= American Indian Policy Review Commission =

American Congressional commission

The American Indian Policy Review Commission was a commission established in 1975 with Public Law 93-580 during the 93rd Congress. The commission was established in order to conduct a comprehensive review of the relationship between the USA federal government and Native Americans. The commission consisted of six members of Congress and five Native American representatives. The commission was assigned to conduct investigation on the state of affairs of federally recognized and unrecognized tribes so a report, similar to the Meriam Report, and a series of recommendations could be submitted to Congress by 1977.

== Formation ==
In 1972, the Bureau of Indian Affairs building was seized by Native Americans. In 1973, the town of Wounded Knee was occupied by Native Americans. In light of this unrest, Senator James G. Abourezk of South Dakota attributed the issue to inconsistency in Native American policy due to laws being passed without regard for previous laws. Different administrations had taken different approaches to Native Americans over centuries which led to a series of inconsistent Native American policy. To fix the inconsistency in Native American policy, Senator James G. Abourezk proposed the Senate Joint Solution 133 which would establish an American Indian Policy Review Commission to review these laws. The commission was given a budget of 2.5 million USD to investigate the Native American-Federal government relationship so that policies and programs could be made more beneficial and comprehensive to Native Americans.

== Task forces ==
The American Indian Policy Review Commission established eleven task forces, each consisting of three members.
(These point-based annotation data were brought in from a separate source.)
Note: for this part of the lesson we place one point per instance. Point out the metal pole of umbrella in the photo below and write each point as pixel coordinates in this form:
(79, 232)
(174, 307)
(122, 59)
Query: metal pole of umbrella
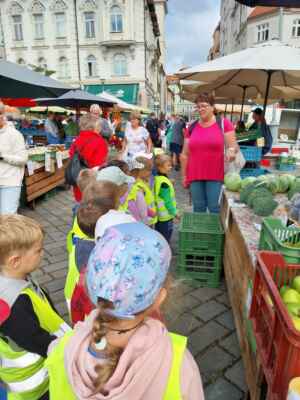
(243, 102)
(270, 73)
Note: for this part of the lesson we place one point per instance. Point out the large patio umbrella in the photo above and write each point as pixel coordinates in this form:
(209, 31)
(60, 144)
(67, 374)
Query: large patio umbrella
(237, 94)
(118, 102)
(270, 3)
(262, 67)
(21, 82)
(75, 99)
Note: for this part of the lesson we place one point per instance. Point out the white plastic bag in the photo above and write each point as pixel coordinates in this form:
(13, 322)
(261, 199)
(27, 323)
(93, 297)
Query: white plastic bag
(237, 164)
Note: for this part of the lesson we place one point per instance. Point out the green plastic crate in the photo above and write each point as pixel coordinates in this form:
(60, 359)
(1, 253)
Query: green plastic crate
(275, 236)
(201, 269)
(201, 232)
(247, 136)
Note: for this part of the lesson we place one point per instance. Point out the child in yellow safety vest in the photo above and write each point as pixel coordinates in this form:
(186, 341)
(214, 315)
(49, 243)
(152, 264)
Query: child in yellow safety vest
(85, 178)
(28, 321)
(97, 199)
(164, 196)
(119, 351)
(139, 200)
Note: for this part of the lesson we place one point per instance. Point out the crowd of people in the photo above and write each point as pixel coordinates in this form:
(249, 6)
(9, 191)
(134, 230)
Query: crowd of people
(117, 345)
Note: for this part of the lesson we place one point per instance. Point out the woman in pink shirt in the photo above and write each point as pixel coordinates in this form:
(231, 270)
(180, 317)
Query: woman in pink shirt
(203, 155)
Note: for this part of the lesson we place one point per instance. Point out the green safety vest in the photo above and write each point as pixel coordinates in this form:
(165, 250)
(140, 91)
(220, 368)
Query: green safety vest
(23, 372)
(149, 198)
(59, 380)
(163, 214)
(75, 231)
(73, 276)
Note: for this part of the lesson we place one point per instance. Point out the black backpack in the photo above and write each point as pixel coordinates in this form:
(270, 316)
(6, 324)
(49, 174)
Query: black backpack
(219, 121)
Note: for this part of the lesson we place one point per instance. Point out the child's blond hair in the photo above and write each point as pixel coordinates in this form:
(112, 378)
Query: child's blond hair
(18, 234)
(85, 177)
(98, 198)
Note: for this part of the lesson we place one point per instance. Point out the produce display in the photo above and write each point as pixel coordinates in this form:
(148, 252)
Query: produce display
(291, 298)
(258, 193)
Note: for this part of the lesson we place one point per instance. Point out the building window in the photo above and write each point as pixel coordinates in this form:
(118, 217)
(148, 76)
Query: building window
(39, 26)
(296, 28)
(263, 32)
(89, 24)
(42, 63)
(116, 20)
(120, 65)
(18, 27)
(60, 23)
(92, 66)
(63, 68)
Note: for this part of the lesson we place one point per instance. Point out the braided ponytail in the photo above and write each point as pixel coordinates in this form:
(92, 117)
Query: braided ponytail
(112, 353)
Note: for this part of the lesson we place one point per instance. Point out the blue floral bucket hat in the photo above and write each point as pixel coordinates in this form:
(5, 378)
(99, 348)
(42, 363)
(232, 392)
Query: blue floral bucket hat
(128, 267)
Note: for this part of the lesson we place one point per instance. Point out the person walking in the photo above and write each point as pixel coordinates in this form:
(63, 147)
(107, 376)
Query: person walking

The task forces were assigned to investigate:

- Trust responsibility and Federal-Indian relationship
- Tribal government
- Federal administration and structure of Indian affairs
- Federal, state, and tribal jurisdiction
- Indian education
- Indian health
- Reservation and resource development and protection
- Urban and rural non-reservation Indians
- Indian law revision, consolidation, and codification
- Terminated and non-federally recognized tribes
- Alcohol and drug abuse
Of the 33 task force members, 31 members were of Native American descent while two were non-native Americans. By design, a majority of the task force members were of Native American descent.

== Result ==
The American Indian Policy Review Commission ultimately published a report as a set of volumes in 1976 and 1977. The American Indian Policy Review Commission sought to expand Native American social services. However, the resulting report did not provide the extensive legal and historical analysis that was expected and was quickly passed from view.